Reference implementation for the post Polynomial autoencoder: a closed-form autoencoder with linear encoder (top-d PCA) and quadratic decoder (degree-2 polynomial lift over the PCA latent plus Ridge OLS). No SGD, no epochs; both encoder and decoder are closed-form.
encoder: p = (V - V̄) @ Q # linear, via PCA
decoder: V̂ = polynomial_lift(p) @ W # quadratic, via Ridge OLS
residual: V_resid = V - V̂
The construction is what the model-reduction literature calls a quadratic manifold (see the post for the lineage and prior work). This repo applies it to neural-network embeddings and benchmarks it on BEIR retrieval.
git clone https://github.com/IvanPleshkov/poly-autoencoder.git
cd poly-autoencoder
python -m venv .venv && source .venv/bin/activate
pip install -r requirements.txt
# Reproduce one row of the post's headline table:
python beir_eval.py --model nomic-embed-text-v1.5 --dataset fiqa --d 128,256The first run downloads the model and the BEIR dataset, encodes the
corpus (5–15 min on M-series MacBook depending on the model), and over
the next 5–20 minutes prints a table with NDCG@10 and Recall@10 for all
four methods (raw / matryoshka / PCA / poly-AE). Subsequent runs reuse
the corpus encoding from cache/.
| Name in CLI | HuggingFace | D | Matryoshka |
|---|---|---|---|
nomic-embed-text-v1.5 |
nomic-ai/nomic-embed-text-v1.5 |
768 | yes |
mxbai-embed-large-v1 |
mixedbread-ai/mxbai-embed-large-v1 |
1024 | yes |
bge-base-en-v1.5 |
BAAI/bge-base-en-v1.5 |
768 | no |
e5-base-v2 |
intfloat/e5-base-v2 |
768 | no |
bge-large-en-v1.5 |
BAAI/bge-large-en-v1.5 |
1024 | no |
bge-m3 |
BAAI/bge-m3 |
1024 | no |
arctic-embed-m-v2.0 |
Snowflake/snowflake-arctic-embed-m-v2.0 |
768 | yes¹ |
The first four are what the post benchmarks. bge-large-en-v1.5 and
bge-m3 are kept for users who want to try more models.
¹ arctic-embed-m-v2.0 requires xformers for its custom RoPE code.
On Apple Silicon (no xformers wheel) the load fails or produces
uninitialized indexing in the rope path. Use a CUDA box if you want to
benchmark this one; otherwise stick to the others.

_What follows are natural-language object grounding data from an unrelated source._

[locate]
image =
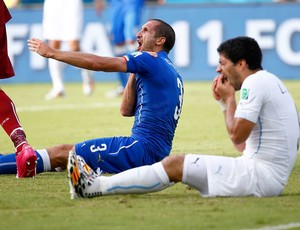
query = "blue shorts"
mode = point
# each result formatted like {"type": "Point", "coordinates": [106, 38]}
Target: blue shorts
{"type": "Point", "coordinates": [114, 154]}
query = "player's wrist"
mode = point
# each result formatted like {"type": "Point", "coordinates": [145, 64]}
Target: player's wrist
{"type": "Point", "coordinates": [222, 104]}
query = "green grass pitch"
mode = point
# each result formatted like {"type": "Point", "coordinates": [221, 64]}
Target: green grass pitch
{"type": "Point", "coordinates": [44, 202]}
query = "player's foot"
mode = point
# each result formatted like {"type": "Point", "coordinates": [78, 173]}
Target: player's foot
{"type": "Point", "coordinates": [88, 83]}
{"type": "Point", "coordinates": [53, 94]}
{"type": "Point", "coordinates": [26, 162]}
{"type": "Point", "coordinates": [82, 179]}
{"type": "Point", "coordinates": [116, 92]}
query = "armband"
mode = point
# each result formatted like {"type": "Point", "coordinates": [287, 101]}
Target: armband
{"type": "Point", "coordinates": [222, 105]}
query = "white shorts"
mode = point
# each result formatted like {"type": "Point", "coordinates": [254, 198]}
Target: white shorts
{"type": "Point", "coordinates": [232, 176]}
{"type": "Point", "coordinates": [62, 20]}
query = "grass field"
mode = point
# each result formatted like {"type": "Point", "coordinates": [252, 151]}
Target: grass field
{"type": "Point", "coordinates": [44, 202]}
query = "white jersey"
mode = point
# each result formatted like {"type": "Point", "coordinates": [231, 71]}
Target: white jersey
{"type": "Point", "coordinates": [265, 101]}
{"type": "Point", "coordinates": [62, 19]}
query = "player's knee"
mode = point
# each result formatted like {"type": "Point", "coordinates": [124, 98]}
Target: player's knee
{"type": "Point", "coordinates": [59, 155]}
{"type": "Point", "coordinates": [174, 167]}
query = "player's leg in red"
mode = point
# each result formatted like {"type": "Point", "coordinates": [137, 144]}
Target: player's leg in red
{"type": "Point", "coordinates": [25, 156]}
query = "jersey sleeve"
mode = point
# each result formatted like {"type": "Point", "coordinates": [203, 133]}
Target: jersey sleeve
{"type": "Point", "coordinates": [252, 97]}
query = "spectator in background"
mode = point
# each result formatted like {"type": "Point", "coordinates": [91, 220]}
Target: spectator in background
{"type": "Point", "coordinates": [25, 155]}
{"type": "Point", "coordinates": [62, 21]}
{"type": "Point", "coordinates": [125, 18]}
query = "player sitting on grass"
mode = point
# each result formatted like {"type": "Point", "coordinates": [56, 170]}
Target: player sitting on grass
{"type": "Point", "coordinates": [264, 125]}
{"type": "Point", "coordinates": [153, 94]}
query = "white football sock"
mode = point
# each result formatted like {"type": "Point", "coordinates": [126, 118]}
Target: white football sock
{"type": "Point", "coordinates": [143, 179]}
{"type": "Point", "coordinates": [56, 69]}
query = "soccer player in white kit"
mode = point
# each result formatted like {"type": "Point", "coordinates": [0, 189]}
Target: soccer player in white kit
{"type": "Point", "coordinates": [62, 22]}
{"type": "Point", "coordinates": [264, 126]}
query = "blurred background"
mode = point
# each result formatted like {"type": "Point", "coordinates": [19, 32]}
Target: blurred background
{"type": "Point", "coordinates": [200, 26]}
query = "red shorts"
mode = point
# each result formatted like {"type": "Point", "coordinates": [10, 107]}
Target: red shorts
{"type": "Point", "coordinates": [6, 69]}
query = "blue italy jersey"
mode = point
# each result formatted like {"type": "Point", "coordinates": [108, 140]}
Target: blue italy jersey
{"type": "Point", "coordinates": [159, 100]}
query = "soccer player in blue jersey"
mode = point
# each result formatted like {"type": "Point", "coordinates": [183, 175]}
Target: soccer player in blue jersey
{"type": "Point", "coordinates": [125, 19]}
{"type": "Point", "coordinates": [153, 94]}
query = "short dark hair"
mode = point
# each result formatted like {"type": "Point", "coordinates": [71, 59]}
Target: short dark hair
{"type": "Point", "coordinates": [242, 47]}
{"type": "Point", "coordinates": [163, 29]}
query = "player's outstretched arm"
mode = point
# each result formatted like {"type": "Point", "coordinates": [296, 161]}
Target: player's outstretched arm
{"type": "Point", "coordinates": [78, 59]}
{"type": "Point", "coordinates": [128, 104]}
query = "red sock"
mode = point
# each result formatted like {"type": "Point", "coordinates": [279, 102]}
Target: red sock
{"type": "Point", "coordinates": [10, 121]}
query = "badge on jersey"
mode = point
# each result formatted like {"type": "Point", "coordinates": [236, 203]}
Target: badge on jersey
{"type": "Point", "coordinates": [245, 94]}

| Name in CLI | Description | Corpus | Queries |
|---|---|---|---|
scifact |
Scientific claim verification | 5,183 | 300 |
nfcorpus |
Medical document retrieval | 3,633 | 323 |
arguana |
Argument retrieval | 8,674 | 1,406 |
fiqa |
Financial Q&A | 57,638 | 648 |
trec-covid |
COVID-19 literature retrieval | 171,332 | 50 |
The post primarily uses FiQA. SciFact appears in §7 of the post as a small-corpus contrast that demonstrates the in-sample-magic overfitting failure mode.
V (N × D)
│ ENCODER (closed-form, PCA on the corpus)

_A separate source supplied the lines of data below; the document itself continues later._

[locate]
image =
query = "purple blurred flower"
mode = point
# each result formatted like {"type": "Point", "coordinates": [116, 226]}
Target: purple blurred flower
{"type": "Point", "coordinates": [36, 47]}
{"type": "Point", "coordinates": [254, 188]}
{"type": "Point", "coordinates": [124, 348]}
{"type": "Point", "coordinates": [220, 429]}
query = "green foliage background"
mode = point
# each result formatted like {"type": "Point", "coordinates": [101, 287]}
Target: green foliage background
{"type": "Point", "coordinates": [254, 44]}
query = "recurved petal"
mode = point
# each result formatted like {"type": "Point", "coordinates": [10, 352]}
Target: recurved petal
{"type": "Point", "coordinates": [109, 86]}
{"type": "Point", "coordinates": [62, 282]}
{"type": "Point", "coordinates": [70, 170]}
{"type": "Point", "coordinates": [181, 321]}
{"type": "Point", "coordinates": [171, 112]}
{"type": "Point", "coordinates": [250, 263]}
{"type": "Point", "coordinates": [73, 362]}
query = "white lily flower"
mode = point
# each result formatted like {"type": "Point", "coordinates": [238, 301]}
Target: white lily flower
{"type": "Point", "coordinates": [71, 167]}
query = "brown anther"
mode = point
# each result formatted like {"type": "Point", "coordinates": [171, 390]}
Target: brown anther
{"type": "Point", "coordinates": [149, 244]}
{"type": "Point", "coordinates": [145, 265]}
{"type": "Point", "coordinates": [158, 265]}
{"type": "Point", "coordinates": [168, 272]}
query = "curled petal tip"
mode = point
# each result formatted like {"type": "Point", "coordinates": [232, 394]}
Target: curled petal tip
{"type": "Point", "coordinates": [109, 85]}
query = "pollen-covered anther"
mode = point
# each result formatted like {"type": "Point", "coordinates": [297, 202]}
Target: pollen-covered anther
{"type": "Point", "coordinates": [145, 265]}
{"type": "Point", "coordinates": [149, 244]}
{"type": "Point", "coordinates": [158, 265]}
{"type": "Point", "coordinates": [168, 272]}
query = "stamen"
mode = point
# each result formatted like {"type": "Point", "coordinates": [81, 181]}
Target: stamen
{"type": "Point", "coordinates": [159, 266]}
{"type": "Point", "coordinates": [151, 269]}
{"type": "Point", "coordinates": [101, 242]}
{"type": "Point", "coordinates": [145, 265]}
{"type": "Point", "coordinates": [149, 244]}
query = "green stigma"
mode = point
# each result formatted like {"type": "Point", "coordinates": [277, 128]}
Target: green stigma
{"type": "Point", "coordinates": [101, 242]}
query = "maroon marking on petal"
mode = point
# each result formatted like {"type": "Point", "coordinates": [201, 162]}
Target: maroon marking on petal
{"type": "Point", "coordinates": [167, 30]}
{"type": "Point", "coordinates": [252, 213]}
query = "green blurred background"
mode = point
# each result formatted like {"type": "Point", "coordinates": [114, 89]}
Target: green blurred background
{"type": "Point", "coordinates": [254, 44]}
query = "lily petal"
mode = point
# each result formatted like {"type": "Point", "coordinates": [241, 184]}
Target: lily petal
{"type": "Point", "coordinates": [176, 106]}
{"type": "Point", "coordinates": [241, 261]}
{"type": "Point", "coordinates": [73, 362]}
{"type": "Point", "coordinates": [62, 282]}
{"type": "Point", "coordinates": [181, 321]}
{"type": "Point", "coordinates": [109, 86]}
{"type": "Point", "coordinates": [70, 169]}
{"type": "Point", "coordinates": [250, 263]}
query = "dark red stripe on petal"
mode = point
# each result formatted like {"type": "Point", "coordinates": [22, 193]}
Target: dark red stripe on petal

├─► fit_pca → (mean, Q (D×d), eigvals)
└─► project → P (N × d), ‖p‖ ≤ 0.9 (per-axis std=1)
P (N × d)
│ DECODER (closed-form, Ridge OLS)
├─► polynomial_lift → L (N × M), M = 1 + d + d(d+1)/2
└─► ridge solve → W (M × D)
reconstruction: V̂ = L @ W
residual: V_resid = V − V̂
The dominant cost per d is the Ridge fit: O(N·M²) for the Gram
matrix plus O(M³) for np.linalg.solve. At d=128 (M=8385) on 57K
vectors this runs in seconds; at d=256 (M=33153) it takes 5–15
minutes on CPU.
poly_pca.py— core primitives:fit_pca,project,polynomial_lift,lift_dim,fit_ridge. ~100 LOC.beir_eval.py— BEIR retrieval evaluation: downloads a BEIR dataset, encodes corpus and queries with a chosen model, fits PCA + Ridge transductively on the corpus, and computes NDCG@10 / Recall@10 for all four methods.
MIT — copy, fork, or run on your own embeddings.